I know that this sounds ridiculous, and even as I'm typing this I know I probably sound annoying because from the outside to other people I look "just fine." And if I would ever ask my friends if I had gained weight they would roll their eyes and say things like "What?! No, you are soooo skinny". But there is a difference between looking skinny and feeling skinny, and I have never felt this way.
Just when I started to feel like I was really starting to see a change in my body, and felt more confident about myself, two guys sitting behind me in one of my classes snapped a picture of my "muffin top" to their friend when they thought I couldn't hear them. As much as a feminist as I am, you'd think I wouldn't care what they have to say about me, but the comments they made have left a lasting impression on me, and I hate that.
When I don't feel like running anymore, I'll picture how I want to look and I'll keep going, but I've learned the hard way that if I just keep thinking about how I'll physically look, how I think of myself in my mind will never change. After a while of just being tired of running when it seemed like there was no end in sight, I would give up. Instead, I've started looking at working out as something that makes me feel healthy and makes me feel amazing, not look amazing. Mental health is equally important as physical health, and it's ridiculous it's not being talked about more.
When girls are sad, we are taught to go eat some ice cream and watch TV, but what about going for a walk with your best friend? And I'm sorry but I'm pretty sure that young women are way more targeted about the dreaded "freshman 15" than young men. I'm not saying that some guys don't feel this but I cannot even tell you how many grad parties I went to where adults would say to watch what I ate in college and then would say nothing to my boyfriend about it even though he would be sitting right next to me.
When it comes down to it, diet fads like juice cleanses do not work. Being healthy is a state of mind and a lifestyle. I would go through crazy phases where I would give up all carbs for a month and would become so frustrated with restricting myself that I would end up going crazy and eating a crazy amount of carbs.
I started thinking of being healthy as a lifestyle change and something that makes me feel good.
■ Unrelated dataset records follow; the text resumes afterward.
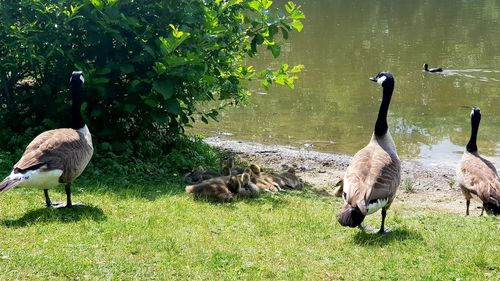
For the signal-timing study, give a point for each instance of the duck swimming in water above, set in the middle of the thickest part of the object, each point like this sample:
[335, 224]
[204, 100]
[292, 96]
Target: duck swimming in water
[426, 68]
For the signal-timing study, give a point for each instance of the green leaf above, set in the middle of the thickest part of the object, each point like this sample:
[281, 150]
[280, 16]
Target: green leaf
[297, 25]
[152, 103]
[128, 68]
[129, 107]
[103, 71]
[173, 106]
[267, 4]
[100, 80]
[96, 3]
[255, 5]
[275, 50]
[273, 29]
[297, 68]
[164, 87]
[159, 117]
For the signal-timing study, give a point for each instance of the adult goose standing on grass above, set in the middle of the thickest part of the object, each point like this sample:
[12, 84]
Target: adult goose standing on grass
[373, 176]
[477, 177]
[57, 156]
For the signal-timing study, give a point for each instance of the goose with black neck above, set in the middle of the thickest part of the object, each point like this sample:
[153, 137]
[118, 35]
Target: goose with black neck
[57, 156]
[373, 176]
[478, 177]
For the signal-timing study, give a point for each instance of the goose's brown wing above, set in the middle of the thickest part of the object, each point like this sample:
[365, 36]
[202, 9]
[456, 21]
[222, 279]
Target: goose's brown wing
[373, 174]
[64, 149]
[478, 176]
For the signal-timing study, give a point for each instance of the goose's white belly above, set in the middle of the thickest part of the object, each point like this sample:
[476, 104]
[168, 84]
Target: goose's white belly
[380, 203]
[37, 179]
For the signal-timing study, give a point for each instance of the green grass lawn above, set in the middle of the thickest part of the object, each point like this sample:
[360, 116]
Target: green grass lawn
[159, 232]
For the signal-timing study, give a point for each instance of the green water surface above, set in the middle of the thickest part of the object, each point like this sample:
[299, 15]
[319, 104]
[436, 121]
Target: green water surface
[334, 106]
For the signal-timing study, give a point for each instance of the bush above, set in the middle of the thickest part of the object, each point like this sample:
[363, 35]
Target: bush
[148, 65]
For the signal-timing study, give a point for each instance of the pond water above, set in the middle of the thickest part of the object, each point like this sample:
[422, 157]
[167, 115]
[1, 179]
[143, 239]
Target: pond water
[334, 106]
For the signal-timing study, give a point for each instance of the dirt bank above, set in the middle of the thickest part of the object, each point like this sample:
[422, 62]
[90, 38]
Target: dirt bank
[422, 187]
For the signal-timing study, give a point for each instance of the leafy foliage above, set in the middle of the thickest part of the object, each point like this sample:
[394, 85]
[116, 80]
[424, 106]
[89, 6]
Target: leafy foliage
[149, 65]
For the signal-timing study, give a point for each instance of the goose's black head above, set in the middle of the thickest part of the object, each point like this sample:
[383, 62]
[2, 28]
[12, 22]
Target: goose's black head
[76, 80]
[475, 115]
[384, 78]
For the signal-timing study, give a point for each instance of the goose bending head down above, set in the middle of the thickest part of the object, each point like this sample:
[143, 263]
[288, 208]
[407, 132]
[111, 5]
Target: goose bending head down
[373, 176]
[477, 177]
[57, 156]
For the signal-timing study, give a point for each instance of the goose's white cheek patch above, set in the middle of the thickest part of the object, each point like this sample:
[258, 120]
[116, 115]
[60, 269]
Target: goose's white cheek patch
[381, 79]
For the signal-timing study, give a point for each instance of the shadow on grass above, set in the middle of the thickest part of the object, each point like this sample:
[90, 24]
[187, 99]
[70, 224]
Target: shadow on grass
[44, 215]
[268, 199]
[377, 240]
[149, 190]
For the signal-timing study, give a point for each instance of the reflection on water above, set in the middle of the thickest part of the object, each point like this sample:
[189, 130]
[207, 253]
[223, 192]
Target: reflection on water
[344, 42]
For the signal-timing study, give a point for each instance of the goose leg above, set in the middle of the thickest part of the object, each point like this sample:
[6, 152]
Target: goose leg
[382, 229]
[67, 188]
[48, 203]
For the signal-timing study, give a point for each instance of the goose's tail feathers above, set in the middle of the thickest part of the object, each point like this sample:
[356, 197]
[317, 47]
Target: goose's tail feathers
[9, 183]
[350, 216]
[190, 188]
[492, 209]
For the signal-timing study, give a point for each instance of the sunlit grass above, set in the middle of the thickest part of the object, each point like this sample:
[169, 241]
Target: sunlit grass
[158, 231]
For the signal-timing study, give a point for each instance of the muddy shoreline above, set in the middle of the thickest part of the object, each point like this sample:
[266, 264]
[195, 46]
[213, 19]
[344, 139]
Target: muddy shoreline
[422, 187]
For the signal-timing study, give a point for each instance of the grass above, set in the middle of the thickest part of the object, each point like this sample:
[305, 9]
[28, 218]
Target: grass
[156, 231]
[408, 185]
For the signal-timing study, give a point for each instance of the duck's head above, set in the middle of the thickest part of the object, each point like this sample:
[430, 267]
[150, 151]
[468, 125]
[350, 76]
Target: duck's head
[76, 79]
[384, 78]
[475, 115]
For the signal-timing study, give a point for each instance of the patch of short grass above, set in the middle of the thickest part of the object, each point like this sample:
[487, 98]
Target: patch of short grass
[408, 185]
[157, 231]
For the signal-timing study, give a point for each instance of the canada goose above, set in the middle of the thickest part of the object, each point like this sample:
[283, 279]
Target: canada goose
[248, 188]
[339, 188]
[216, 189]
[230, 169]
[57, 156]
[263, 180]
[477, 176]
[373, 176]
[426, 68]
[288, 179]
[199, 174]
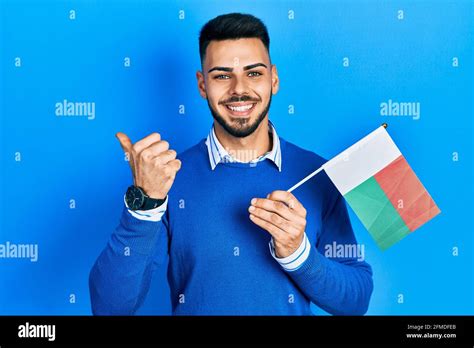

I started to not want to eat junk food because it didn't make me feel good, and I started to want to go to the gym every day because it makes me feel better after a long day at school. I took it a day at a time and I finally started seeing differences in my body when I wasn't even looking for it. Every day is still a struggle, but it's getting better. Seeing these insanely fit and healthy models in ads all of the time does't help, but I feel like I'm starting to understand that those kinds of bodies would not exist if it weren't for photoshop.
I hope that someone out there reads this and knows that they're not alone in feeling this way about themselves. Because I know that I cannot be the only one.